Your mother sang "Let there be peace on earth" at the top of her lungs at your funeral and wore large dark glasses like a movie star who didn’t want to be recognized. The local county sheriff came and kindly prevented any of your enemies, including our boss, from entering the church. I must have been on the guest list because despite my affiliation with the magazine they let me in, reluctantly at first. I drove out through Westchester in the convertible of that handsome guy from the business department with my expensive tortoise shell sunglasses on and the cd player on and the sun blazing down on the beautiful lush tress of Westchester County. We were so happy to be free from the office on a summer’s day, even if for a funeral. Happy to be alive, unlike you, who could find no joy in this superficial world where we were. You grew up in a beautiful part of New York. I don’t think you ever belonged in the city. You belonged where the tall trees were dense, near here where you decided to die. We pulled up a few hundred yards from the church and stopped the car, and put the top on the car, turned the stereo down and drove solemnly in to the gravel church parking lot.
I knew that you were in trouble. We brought you Krispy Kreme doughnuts one morning after you had been out for weeks, starving yourself, thinking about suicide. Your pants were falling off your ass you were so skinny, and your graciousness upon receiving the doughnuts made us feel like we were big and we had helped you and showed you we care. And we went on and forgot about you within seconds, wisecracking our way through the day over in the editorial wing, completely unaware of the rest of the operation of our business, like a bunch of privileged adolescents at our own little exclusive boarding school or something. We went on with our sort of happy lives, eating in nice restaurants, going to the beach on the weekend, working hung over, disdaining the boss, walking home up Fifth Avenue among the sea of Tiffany-wearing Saks Fifth Avenue-smelling ridiculous flaunting of beauty and wealth. I knew that you were in trouble, but those of us who remain living seldom allow ourselves to imagine making the kind of decision you made to go deliberately into the forest, after much thought, and take away your life.
People stood up from folding metal chairs and told stories in the brightly lit cafeteria of the church with its macramé blessings hanging on the cinderblock walls. You on an ice boat flying across a great big frozen lake, a beautiful golden curly haired child. You ballroom dancing, a big oaf of a guy. "I love the way he made my mother laugh," one of your friends said, a woman who maybe you had been in love with once.
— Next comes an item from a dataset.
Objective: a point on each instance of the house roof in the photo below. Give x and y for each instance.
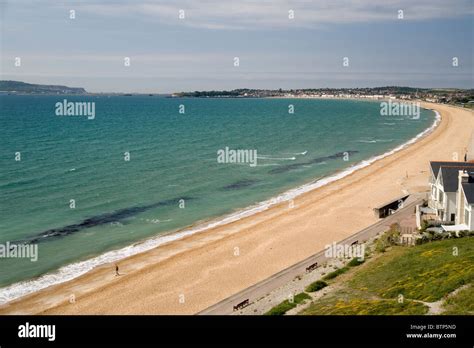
(449, 176)
(435, 165)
I wonder if you knew how you had touched them. "Steve taught me, whatever you accuse others of, you need to learn yourself," one of your friends said, someone who really did know you. "There are people in this room with great education and people in this room who can’t even spell three words," he went on. We knew who we were. "He touched all of you. He told me once, 'I keep all my friends on a shelf.' It looks like that shelf broke and you all landed here."